Pacific council halves juvenile bluefin harvest

Member nations of the Northern Committee of the Western and Central Pacific Fisheries Commission (WCPFC) this week agreed to halve the catch of juvenile bluefin in the western and central Pacific by 50 percent from the average level seen between 2002 and 2004.

The decision comes after a week-long meeting in Fukuoka, Japan. However, the member nations did not agree on the measures for long term recovery for what environmental groups say is a severely depleted bluefin population in the Pacific.

“The short-term measures the Northern Committee has recommended are encouraging, however this is just the first step in solving a decades long overfishing problem that has resulted in the literal decimation of this population,” said Amanda Nickson, director of global tuna conservation for Pew Environment Group. “There must be a strong recovery and rebuilding plan put in place for Pacific bluefin across its full range. In the eastern Pacific, the United States, Mexico and Japan must get to work and build on the measures taken this week. The bottom line here is that countries have the responsibility to agree on a strong recovery plan that does more than simply move the population from severely depleted to slightly less seriously depleted.”  

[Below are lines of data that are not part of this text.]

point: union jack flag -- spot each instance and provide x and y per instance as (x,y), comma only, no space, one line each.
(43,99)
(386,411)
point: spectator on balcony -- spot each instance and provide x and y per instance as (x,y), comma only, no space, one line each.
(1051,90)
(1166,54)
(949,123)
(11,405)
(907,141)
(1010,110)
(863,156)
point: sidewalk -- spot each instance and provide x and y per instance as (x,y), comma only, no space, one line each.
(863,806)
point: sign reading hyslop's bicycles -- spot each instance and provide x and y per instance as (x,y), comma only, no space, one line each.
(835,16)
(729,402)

The latest assessment by the International Scientific Committee for Tuna and Tuna-like Species in the North Pacific Ocean (ISC), an independent group of scientists who focus on species in the Northern Pacific,  found that the Pacific bluefin population has dropped 96 percent from its historic size, with steady declines over the past 15 years.

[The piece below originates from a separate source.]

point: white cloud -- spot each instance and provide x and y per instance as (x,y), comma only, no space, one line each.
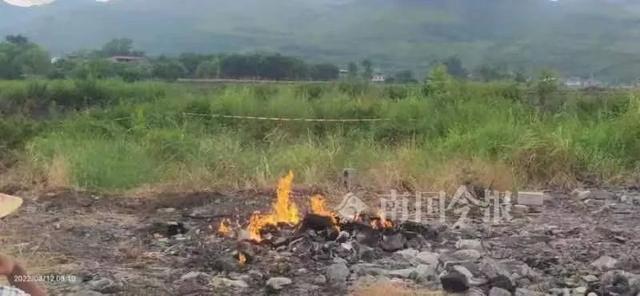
(28,3)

Bluefin tuna catches are a global concern, as is the bycatch from the fisheries. Just last week, the United States’ National Oceanic and Atmospheric Administration’s Fisheries Service issued a final amendment to protect the fish from surface longline fishing gear. The amendment restricts the use of the gear in certain areas of the Gulf of Mexico and Cape Hatteras, North Carolina, while promoting highly selective gear such as greensticks for yellowfin tuna and buoy gear for swordfish.

“For more than 10 years, scientists, fishermen, and other stakeholders have urged the agency to protect western Atlantic bluefin in their only known spawning area,” said Lee Crockett, director of U.S. ocean conservation for Pew. “NOAA Fisheries clearly demonstrated its dedication and commitment to restoring bluefin tuna.”